We stayed in a hotel once that had a big table with a very large jigsaw puzzle on it.  Guests would just sit and work on it occasionally.  Relaxing.


----------



## Ken N Tx (May 18, 2016)

My wife loves to do puzzles during the winter months. She has about 30 that she rotates and does them multiple times except one!! Elvis..It took her over 3 months to complete and she would not take it apart and I glued the backside to keep it intact..
Each piece was the same size and form with tiny dipictions of elvis printed on them!! You must find and try this one!!
.

.


----------



## Bobw235 (May 18, 2016)

Ken N Tx said:


> My wife loves to do puzzles during the winter months. She has about 30 that she rotates and does them multiple times except one!! Elvis..It took her over 3 months to complete and she would not take it apart and I glued the backside to keep it intact..
> Each piece was the same size and form with tiny dipictions of elvis printed on them!! You must find and try this one!!
> .
> View attachment 29449
> ...



Wow!  That's impressive Ken.  Must have been so satisfying for your wife to have completed that challenging puzzle.


----------



## Redd (May 18, 2016)

I will only do the 300 to 500 piece puzzles.  Like the old time scenes the best.


----------



## Falcon (May 18, 2016)

Have any of you tried JigZone.com, an on line system. Many variations etc.

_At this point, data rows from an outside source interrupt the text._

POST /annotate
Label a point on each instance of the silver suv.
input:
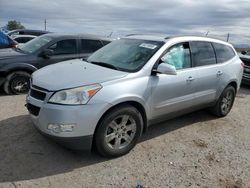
(108, 101)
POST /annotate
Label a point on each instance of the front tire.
(118, 131)
(17, 83)
(224, 103)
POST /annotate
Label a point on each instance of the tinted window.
(202, 53)
(178, 56)
(128, 55)
(89, 46)
(34, 45)
(105, 42)
(64, 47)
(23, 39)
(223, 52)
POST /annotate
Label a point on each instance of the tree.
(13, 24)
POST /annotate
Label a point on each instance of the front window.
(63, 47)
(128, 55)
(34, 44)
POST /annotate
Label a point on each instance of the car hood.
(73, 73)
(8, 53)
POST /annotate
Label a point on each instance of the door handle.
(190, 79)
(219, 73)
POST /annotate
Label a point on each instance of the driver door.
(172, 93)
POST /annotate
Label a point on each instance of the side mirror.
(243, 52)
(47, 53)
(164, 68)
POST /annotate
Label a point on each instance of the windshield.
(128, 55)
(34, 45)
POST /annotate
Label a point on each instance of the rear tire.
(119, 131)
(224, 103)
(17, 83)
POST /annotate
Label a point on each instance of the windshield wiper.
(19, 50)
(104, 65)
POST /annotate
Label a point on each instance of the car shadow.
(25, 154)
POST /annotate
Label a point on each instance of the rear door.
(62, 50)
(209, 73)
(171, 93)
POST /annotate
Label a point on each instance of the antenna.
(228, 37)
(45, 24)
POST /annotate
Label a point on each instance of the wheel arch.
(19, 67)
(135, 104)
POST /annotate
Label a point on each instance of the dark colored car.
(245, 58)
(17, 64)
(27, 32)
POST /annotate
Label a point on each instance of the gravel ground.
(195, 150)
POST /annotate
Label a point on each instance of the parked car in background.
(6, 41)
(27, 32)
(17, 64)
(108, 100)
(245, 57)
(21, 39)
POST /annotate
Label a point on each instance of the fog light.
(57, 128)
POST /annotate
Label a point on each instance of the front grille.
(34, 110)
(37, 94)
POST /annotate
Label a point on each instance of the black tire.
(17, 83)
(224, 103)
(104, 129)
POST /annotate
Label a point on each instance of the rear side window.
(89, 46)
(23, 39)
(178, 56)
(202, 53)
(223, 52)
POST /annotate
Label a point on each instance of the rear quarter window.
(223, 52)
(202, 53)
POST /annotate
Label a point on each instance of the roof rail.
(132, 34)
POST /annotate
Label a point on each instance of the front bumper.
(246, 78)
(83, 117)
(74, 143)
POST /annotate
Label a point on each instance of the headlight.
(75, 96)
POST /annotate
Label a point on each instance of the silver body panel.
(158, 94)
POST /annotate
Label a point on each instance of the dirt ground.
(195, 150)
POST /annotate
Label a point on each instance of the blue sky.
(130, 16)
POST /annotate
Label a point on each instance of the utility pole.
(45, 24)
(227, 37)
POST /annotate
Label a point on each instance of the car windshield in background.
(34, 44)
(128, 55)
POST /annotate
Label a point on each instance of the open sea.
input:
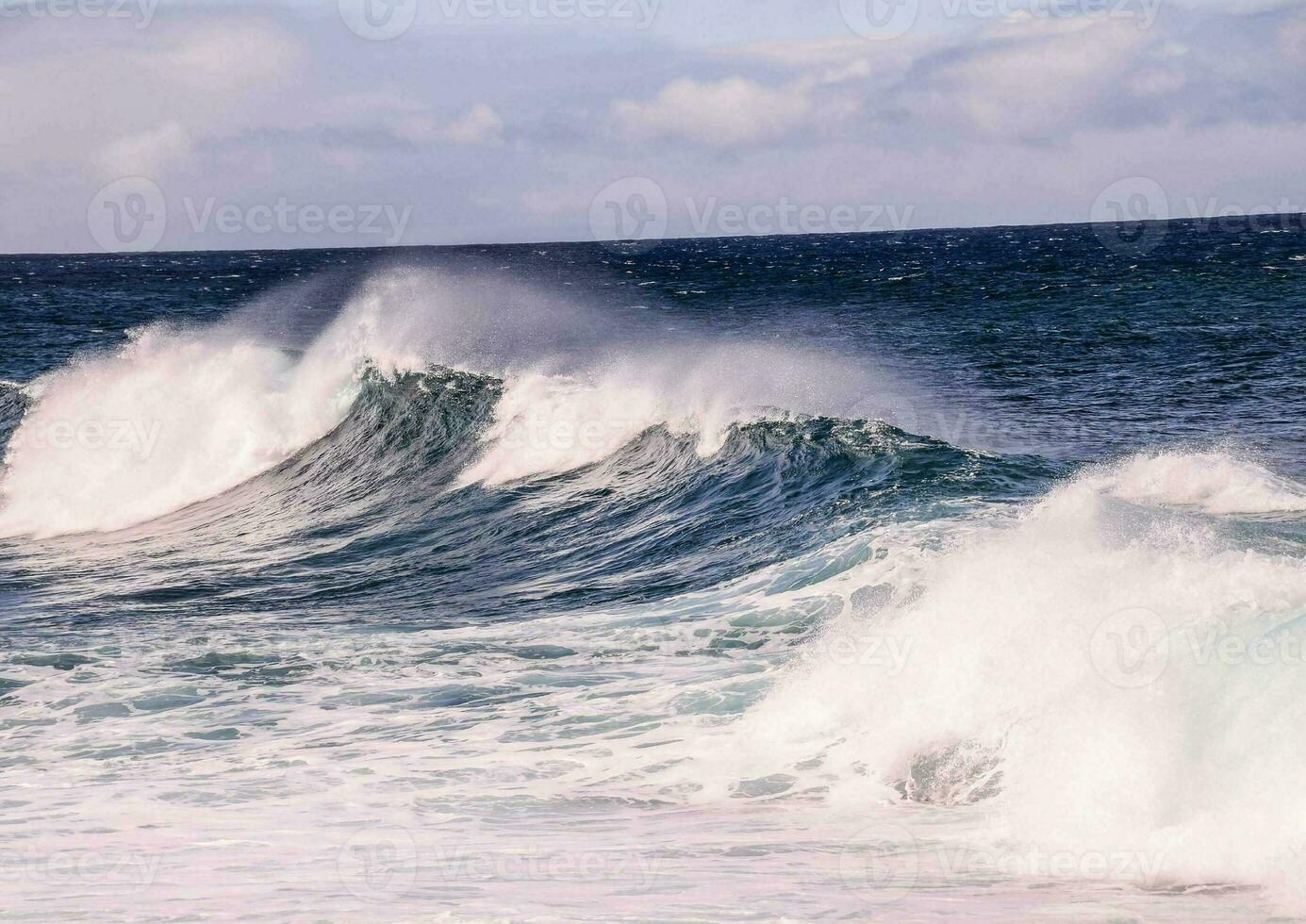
(896, 577)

I have it on "My Favorites" and get on it when in the mood.


----------



## Ameriscot (May 18, 2016)

I've done them online but it's just not the same.


----------



## fureverywhere (May 18, 2016)

I would love this as a rug actually! I admire people who can do puzzles. Even 25 pieces and I'm pretty helpless.


----------



## Ken N Tx (May 19, 2016)

Ken N Tx said:


> My wife loves to do puzzles during the winter months. She has about 30 that she rotates and does them multiple times except one!! Elvis..It took her over 3 months to complete and she would not take it apart and I glued the backside to keep it intact..
> Each piece was the same size and form with tiny dipictions of elvis printed on them!! You must find and try this one!!
> .



I stand corrected...My wife woke up and informed me that this was a 1,000 piece puzzle that took her 5 Months to complete!! She says that 1 piece has 9 pieces that have the same configuration!!


----------



## Falcon (May 19, 2016)

NO !?  You're joshing me.


----------



## Marley (Aug 16, 2016)

My son got an "Artifact" jigsaw puzzle he found on Amazon. The pieces are small and made out of wood. When you get into it, there are little pictures in the puzzle itself. We found old card tables work well. I had the legs cut down to a comfortable highth for my favorite chair.


----------



## Marley (Aug 16, 2016)

This is one of the pictures made into a puzzle.


----------



## Marley (Aug 16, 2016)

This was the other puzzle "Superstitions"


----------



## Ruth n Jersey (Aug 16, 2016)

Beautiful puzzles.I love doing them as well. After they are done I paste them on cardboard and hang them in our basement or garage. My mom did the tea cup puzzle because of her tea cup collection. If I had the Elvis one I would hang it in our bedroom although I doubt hubby would approve.


----------



## Ameriscot (Aug 16, 2016)

I've been doing Jigidi online puzzles.  I've uploaded a lot of my own photos as well.  

http://www.jigidi.com


----------